Critica as alterações que o Governo pretende introduzir no Código do Trabalho, porque «não há combate à sinistralidade, quando se procura aumentar a carga horária diária e semanal, para níveis que nos fariam regredir ao século XIX», uma vez que, «como está demonstrado, o cansaço reduz a concentração e gera condições favoráveis à ocorrência do sinistro».


Apoio psicossocial

A necessidade de prestar apoio psicológico e social aos trabalhadores vitimados tem sido uma preocupação de sempre da ANDST. A contratação, em 2007, de uma técnica de Serviço Social e de uma Psicóloga permitiu oferecer apoio psicossocial ao sinistrado (e ao seu agregado familiar), para que possa alcançar um equilíbrio psíquico que lhe devolva a autonomia e permita a participação activa na sociedade.
Edite Teixeira, do serviço de Psicologia Clínica da associação, dá conta de que «o trabalhador sinistrado chega aqui com um grande sofrimento, que é completamente ignorado por parte das companhias de seguros». «De um momento para o outro, as suas expectativas e projectos ficaram completamente anulados» e «precisa de ser compreendido e orientado, para decidir que rumo há-de dar à sua nova vida e para voltar a ganhar esperanças no futuro».
Reconhece que «pessoas que estão no limite das suas capacidades, passam a ter aqui mais alternativas para poderem resolver os seus problemas, mas continuam a ser pessoas que passaram por um processo traumático que as vai perseguir para o resto da vida». «Em quase todos os casos», estas pessoas «sentem-se enganadas, porque as companhias de seguros apresentam propostas irrisórias, indecentes e desumanas e, como as vítimas não sabem os seus direitos e estão muito confusas, desorientadas e em sofrimento, muitas vezes aceitam», originando «situações muito complicadas».

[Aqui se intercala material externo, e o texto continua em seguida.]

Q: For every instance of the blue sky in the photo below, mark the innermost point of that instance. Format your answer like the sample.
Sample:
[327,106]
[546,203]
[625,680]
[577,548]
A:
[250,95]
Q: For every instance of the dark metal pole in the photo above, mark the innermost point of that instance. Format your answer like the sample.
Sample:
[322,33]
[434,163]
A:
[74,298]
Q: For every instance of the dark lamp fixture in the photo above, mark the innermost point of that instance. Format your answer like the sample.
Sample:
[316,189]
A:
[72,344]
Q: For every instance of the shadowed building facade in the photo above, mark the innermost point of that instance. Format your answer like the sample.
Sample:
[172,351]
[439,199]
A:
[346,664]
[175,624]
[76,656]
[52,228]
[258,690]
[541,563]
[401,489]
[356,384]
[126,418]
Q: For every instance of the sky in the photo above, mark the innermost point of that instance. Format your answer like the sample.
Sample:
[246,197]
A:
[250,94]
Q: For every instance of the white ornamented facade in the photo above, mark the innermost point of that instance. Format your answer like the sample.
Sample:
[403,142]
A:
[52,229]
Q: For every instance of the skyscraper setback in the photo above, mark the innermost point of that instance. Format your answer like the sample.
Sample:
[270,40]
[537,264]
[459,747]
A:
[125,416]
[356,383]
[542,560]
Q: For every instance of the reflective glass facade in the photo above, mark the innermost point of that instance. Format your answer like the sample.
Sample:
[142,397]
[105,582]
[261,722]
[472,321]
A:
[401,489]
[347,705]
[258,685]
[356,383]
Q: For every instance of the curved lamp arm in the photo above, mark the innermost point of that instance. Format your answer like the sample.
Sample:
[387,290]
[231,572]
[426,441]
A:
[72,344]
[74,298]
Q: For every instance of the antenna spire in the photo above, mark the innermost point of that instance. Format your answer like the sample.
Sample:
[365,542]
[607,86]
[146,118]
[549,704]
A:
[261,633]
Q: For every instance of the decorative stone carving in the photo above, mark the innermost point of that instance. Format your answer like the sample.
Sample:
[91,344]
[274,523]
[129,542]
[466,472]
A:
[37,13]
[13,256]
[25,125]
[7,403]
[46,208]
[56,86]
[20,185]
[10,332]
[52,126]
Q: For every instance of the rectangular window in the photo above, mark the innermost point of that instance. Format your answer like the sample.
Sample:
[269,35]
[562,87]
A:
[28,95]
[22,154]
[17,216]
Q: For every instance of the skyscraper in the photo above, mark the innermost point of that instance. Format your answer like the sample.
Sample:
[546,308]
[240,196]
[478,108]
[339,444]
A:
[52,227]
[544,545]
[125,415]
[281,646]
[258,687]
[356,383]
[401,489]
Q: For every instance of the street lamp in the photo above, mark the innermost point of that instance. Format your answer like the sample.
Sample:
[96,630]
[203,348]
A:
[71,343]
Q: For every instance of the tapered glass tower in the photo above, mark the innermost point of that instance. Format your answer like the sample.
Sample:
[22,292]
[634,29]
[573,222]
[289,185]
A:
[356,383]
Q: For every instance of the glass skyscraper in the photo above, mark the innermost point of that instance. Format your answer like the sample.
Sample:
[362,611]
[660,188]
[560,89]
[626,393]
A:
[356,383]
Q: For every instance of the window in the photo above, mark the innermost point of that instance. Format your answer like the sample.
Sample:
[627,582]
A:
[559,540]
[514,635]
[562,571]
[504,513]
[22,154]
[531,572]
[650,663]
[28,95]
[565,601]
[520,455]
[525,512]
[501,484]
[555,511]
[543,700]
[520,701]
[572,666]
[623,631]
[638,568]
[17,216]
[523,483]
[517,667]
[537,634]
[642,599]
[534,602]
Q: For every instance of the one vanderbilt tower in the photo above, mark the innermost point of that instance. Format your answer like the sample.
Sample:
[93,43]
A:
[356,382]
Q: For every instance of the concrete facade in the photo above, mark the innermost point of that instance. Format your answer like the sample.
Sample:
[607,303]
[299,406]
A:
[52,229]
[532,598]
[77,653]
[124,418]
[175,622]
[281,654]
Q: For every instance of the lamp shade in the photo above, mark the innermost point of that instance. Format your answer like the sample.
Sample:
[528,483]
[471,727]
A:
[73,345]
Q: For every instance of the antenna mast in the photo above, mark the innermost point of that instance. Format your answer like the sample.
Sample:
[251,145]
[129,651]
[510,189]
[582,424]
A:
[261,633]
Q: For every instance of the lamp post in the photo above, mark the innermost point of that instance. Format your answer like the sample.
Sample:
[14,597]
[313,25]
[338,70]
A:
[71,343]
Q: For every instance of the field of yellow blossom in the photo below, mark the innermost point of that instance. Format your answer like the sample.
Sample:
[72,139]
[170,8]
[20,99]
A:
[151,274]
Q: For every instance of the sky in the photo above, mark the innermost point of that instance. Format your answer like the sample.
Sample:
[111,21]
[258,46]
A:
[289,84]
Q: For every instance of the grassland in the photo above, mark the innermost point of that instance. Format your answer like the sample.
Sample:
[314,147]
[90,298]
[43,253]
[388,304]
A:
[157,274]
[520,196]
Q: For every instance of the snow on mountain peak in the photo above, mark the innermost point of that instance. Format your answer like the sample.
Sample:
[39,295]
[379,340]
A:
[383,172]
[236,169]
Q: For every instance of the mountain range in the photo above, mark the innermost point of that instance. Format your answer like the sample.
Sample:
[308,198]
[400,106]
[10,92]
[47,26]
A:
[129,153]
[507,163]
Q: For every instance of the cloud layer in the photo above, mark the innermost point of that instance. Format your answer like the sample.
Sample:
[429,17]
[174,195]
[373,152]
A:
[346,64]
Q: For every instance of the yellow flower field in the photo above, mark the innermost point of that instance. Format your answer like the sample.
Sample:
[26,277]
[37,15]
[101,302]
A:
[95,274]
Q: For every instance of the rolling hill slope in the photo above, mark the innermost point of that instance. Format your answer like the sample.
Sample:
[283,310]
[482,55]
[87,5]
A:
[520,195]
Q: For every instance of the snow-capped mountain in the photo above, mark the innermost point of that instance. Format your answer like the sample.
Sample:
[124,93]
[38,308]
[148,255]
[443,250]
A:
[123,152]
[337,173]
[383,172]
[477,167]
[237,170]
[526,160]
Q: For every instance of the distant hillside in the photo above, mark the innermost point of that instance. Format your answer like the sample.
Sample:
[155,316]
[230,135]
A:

E «há sempre consequências a nível económico e social», já que «quem tem um acidente de trabalho fica numa situação de grande precariedade, a nível financeiro». A psicóloga especifica que o sinistrado tnha os seus compromissos, a sua vida e, de um momento para o outro, fica sem nada». «Mesmo em relação aos medicamentos, quase sempre são os sinistrados que pagam as despesas e só depois é que as companhias assumem o reembolso e, nalguns casos, só quando o processo jurídico fica resolvido», acrescenta, sublinhando que «a assistente social tem um papel preponderante, na articulação com a Segurança Social, para tentar remediar a situação económica, através de apoios, enquanto o processo não está concluído».